Si Y. Chahed ne s’est pas prononcé sur cette question (son groupe parlementaire joue bien son rôle), Mohsen Marzouk est on ne peut plus explicite à ce propos. Il parle de la probabilité (donc on est à plus de 70%) d’un « projet politique commun » et ajoute : « Nous espérons que les membres de Nidaa Tounes et les membres des forces indépendantes se joindront à ce projet visant à unir toutes les forces nationales et tous les membres de la famille nationale moderne sans exclusion ». Les mots sont bien choisis : l’appel est lancé aux membres du Nidaa et non au parti, sans doute jugé perdu pour toute alliance avec ses anciens enfants de sang pour un nouvel enfant d’adoption, Slim Riahi.
A croire que Nidaa Tounès ne se laissera pas faire aussi facilement comme on le crie sur tous les toits malgré la cascade de démissions en son sein. En tout cas, son prochain congrès (en fait le premier), d’abord prévu en janvier, puis reporté à fin février ou début mars), scellera le destin de ce parti. Le président fondateur du Nidaa est apparemment derrière la décision de tenir – enfin ! – un congrès électoral et derrière même la composition du comité d’organisation du congrès. Apparemment, tirant les leçons qui se doivent de la dernière crise politique dans son parti et dans son pays, Béji Caïd Essebsi se soucierait désormais davantage de soigner sa sortie aux yeux de l’Histoire et de s’élever au-dessus des manigances et des cachotteries du Palais ainsi que des caquetages et des commérages de quartier.

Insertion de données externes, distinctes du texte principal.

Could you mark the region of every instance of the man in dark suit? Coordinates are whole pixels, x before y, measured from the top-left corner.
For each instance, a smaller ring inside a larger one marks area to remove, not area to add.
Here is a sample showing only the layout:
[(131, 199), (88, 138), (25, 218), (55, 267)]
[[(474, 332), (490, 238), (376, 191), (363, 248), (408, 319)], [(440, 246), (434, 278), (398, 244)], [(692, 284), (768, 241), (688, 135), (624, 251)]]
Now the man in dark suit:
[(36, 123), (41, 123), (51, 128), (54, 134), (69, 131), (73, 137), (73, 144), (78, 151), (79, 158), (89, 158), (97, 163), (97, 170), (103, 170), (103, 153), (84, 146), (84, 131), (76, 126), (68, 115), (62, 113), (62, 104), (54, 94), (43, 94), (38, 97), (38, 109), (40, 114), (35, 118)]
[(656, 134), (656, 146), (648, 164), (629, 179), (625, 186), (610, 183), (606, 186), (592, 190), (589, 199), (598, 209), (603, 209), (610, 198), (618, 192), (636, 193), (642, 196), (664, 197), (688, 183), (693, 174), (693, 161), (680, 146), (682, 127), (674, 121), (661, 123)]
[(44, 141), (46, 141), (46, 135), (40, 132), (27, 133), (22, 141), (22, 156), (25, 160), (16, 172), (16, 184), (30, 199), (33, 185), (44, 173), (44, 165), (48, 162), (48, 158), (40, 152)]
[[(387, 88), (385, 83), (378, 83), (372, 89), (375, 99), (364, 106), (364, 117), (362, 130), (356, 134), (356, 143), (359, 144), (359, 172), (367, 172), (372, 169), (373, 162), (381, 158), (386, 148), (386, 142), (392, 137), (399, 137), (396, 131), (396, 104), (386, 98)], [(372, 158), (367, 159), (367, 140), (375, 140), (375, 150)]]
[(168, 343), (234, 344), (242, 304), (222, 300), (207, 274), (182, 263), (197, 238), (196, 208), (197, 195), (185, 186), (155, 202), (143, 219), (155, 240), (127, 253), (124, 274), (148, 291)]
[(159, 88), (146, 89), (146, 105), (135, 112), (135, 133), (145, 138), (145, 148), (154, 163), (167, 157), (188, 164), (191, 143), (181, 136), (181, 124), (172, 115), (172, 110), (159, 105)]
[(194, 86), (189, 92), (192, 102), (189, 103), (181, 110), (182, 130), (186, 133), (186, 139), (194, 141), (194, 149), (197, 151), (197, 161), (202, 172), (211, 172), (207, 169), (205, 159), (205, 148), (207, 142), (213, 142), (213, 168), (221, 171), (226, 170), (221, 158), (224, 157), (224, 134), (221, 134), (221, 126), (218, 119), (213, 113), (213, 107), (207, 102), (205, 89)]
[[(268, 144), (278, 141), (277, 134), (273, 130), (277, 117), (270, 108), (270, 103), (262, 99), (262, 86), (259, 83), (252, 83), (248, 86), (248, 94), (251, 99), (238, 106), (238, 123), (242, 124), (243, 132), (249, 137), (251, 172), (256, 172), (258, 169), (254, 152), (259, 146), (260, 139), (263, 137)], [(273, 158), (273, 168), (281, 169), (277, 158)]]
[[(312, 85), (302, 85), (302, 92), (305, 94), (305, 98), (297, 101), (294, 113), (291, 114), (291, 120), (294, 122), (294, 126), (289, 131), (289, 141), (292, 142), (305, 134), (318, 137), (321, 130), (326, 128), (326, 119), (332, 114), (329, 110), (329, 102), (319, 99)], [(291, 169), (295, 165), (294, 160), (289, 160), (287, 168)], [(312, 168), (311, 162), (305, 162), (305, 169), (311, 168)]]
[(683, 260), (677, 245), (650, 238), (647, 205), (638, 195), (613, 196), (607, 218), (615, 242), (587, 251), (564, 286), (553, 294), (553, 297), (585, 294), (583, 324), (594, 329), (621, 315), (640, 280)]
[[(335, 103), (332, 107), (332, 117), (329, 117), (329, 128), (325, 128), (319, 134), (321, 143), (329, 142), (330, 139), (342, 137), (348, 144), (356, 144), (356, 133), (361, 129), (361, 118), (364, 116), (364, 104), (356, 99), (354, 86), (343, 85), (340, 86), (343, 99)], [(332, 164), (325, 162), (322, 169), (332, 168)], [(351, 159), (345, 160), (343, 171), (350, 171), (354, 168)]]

J’avais souligné en 2017 Nidaa « ne reprendra pas ses forces par les coups de tête et les coups bas des fondateurs, devenus des frondeurs, et les nouveaux venus, perçus comme des arrivistes et des envahisseurs ». N’empêche que devant sa fragilité actuelle, il paraît continuer sur la même voie, et ce n’est peut-être pas un bon signe. Aujourd’hui encore, je continue de croire, de l’extérieur à toute structure politique, que les deux jeunes leaders issus de la pensée fondatrice du Nidaa en 2012, Y. Chahed et M. Marzouk, peuvent constituer les deux pôles majeurs d’un renouveau de cette pensée, à la rencontre, pour toute action politique, de la pensée bourguibienne et du réformisme moderniste tunisien qui étaient à la base de la Tunisie moderne – dussent-ils, pour ce faire, adopter une nouvelle dénomination pour leur alliance.
Quant à la réaction d’Ennahdha et à son rôle, eu égard à un tel projet, il conviendrait d’y revenir ultérieurement avec force détails.